Der Eröffnungstrack Walk ist ein grooviger Mix aus Jazzrock und Funk, mit kontrapunktischer Behandlung der Instrumente. Farewell hingegen eine düstere Popballade, in der eine Stimme lichtvoll gegen die Dunkelheit ankämpft. Der Standard You go to my Head  wiederum präsentiert sich als Portrait einer durch eine fixe Idee zu immer exaltierteren Gefühlsäußerungen gedrängten Figur.
Winter prägt eine angstvoll sich steigernde Stimmpoesie und Plastic Mutation kommt als ausgelassene Improvisation eines Kunstwesens daher. Navigation System Crash ist ein quasi cooljazziger „Pas de Deux“ zwischen Instrumenten und Stimme. Der Standard Angel Eyes handelt auf funkrockiger Grundlage von zornig herausgeschriener Sehnsucht.
Bits and Pieces wiederum kommt smoothjazzig daher, erfährt jedoch eine dynamische Stimmenvermehrung. Wayfaring Stranger ist eine sanfte Meditation über den Tod. Dreaminiscence ist ein abstrakt dahinschwebendes, atmosphärisches Klang- und Melodiegemälde von eigenwilliger Form. SusysteMix schließlich: eine groovige Paraphrase über einige melodische Eckpfeiler dieser CD.
Neben der stilistischen Vielfalt, Ridlers sanfter, diskret-ausdrucksvoller Stimme, gehört die Verbindung von elektronischen und akustischen Instrumenten zur Besonderheit von „Susystems“.
Ridler: „Diese Verschmelzung soll ein stimmiges, spezielles Klangbild hervorbringen. Auch versuche ich, jede Note quasi bewusst zu gestalten, was zu einem aufwändigen Komponier- und Arrangierprozess führt. Eine CD ist schließlich mehr als eine Momentaufnahme.  Sie ist eine Art Musikgemälde, an dem es extrem zu feilen gilt.“
Susytems also…
An dieser Schnittstelle von artifizieller Elektronik, Smoothjazz, Poppoesie und Funkrock begegnen einander schillernde Gestalten: Melancholische Träumer mutieren zu exaltierten Expressionisten. Lichtwesen erhellen die Soundfinsternis, und zum Vorschein kommen scattende Kunstfiguren, Stepptänzerinnen, denen Funk und Fusion Energie einhauchen. Da sind Poeten, die für ihre Gedichte nur Melodien brauchen, jedoch gerne den Kontakt mit der Spontaneität von Improvisatoren aufnehmen.
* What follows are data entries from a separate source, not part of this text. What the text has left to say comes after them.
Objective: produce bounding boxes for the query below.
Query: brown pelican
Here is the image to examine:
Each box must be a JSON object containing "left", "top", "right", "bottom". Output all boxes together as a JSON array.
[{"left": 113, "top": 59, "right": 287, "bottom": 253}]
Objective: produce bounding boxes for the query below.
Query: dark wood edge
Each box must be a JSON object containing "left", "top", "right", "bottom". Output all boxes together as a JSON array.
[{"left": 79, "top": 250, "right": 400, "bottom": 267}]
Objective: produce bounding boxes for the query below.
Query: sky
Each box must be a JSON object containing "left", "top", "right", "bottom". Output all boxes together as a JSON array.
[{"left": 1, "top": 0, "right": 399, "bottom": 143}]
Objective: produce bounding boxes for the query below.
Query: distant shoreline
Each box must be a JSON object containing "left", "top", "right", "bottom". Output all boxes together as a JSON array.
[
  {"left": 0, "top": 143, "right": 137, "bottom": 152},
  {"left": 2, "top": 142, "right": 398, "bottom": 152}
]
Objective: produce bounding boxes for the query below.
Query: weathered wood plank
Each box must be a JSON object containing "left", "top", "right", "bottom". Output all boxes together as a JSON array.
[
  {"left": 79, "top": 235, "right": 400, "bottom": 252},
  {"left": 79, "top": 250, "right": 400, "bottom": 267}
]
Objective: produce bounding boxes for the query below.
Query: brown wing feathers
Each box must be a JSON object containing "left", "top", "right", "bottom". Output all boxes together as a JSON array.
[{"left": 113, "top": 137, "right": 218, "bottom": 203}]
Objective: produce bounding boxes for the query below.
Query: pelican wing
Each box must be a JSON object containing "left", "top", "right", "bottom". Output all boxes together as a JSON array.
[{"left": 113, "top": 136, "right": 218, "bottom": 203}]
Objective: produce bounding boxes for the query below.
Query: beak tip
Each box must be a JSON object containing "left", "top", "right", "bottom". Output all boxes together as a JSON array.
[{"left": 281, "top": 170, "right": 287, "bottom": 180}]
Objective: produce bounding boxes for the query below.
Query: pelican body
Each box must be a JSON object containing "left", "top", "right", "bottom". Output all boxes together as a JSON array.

Susystems: Ein schillerndes Völkchen lebt seine Exzentrik inmitten bisweilen labyrinthischer Songformen aus. Inmitten atmosphärisch dichter Kompositionsräume, in denen sich auch der Traum von einer Verschmelzung zwischen Tradition und Moderne materialisiert.
Der Silberling ist Gold für meine Ohren und ein seltenes Kunst-Werk mit wunderbar entspannender Wirkung, wie es nur alle heiligen Zeiten auftaucht aus dem unendlich flachen Meer des Alltäglichen.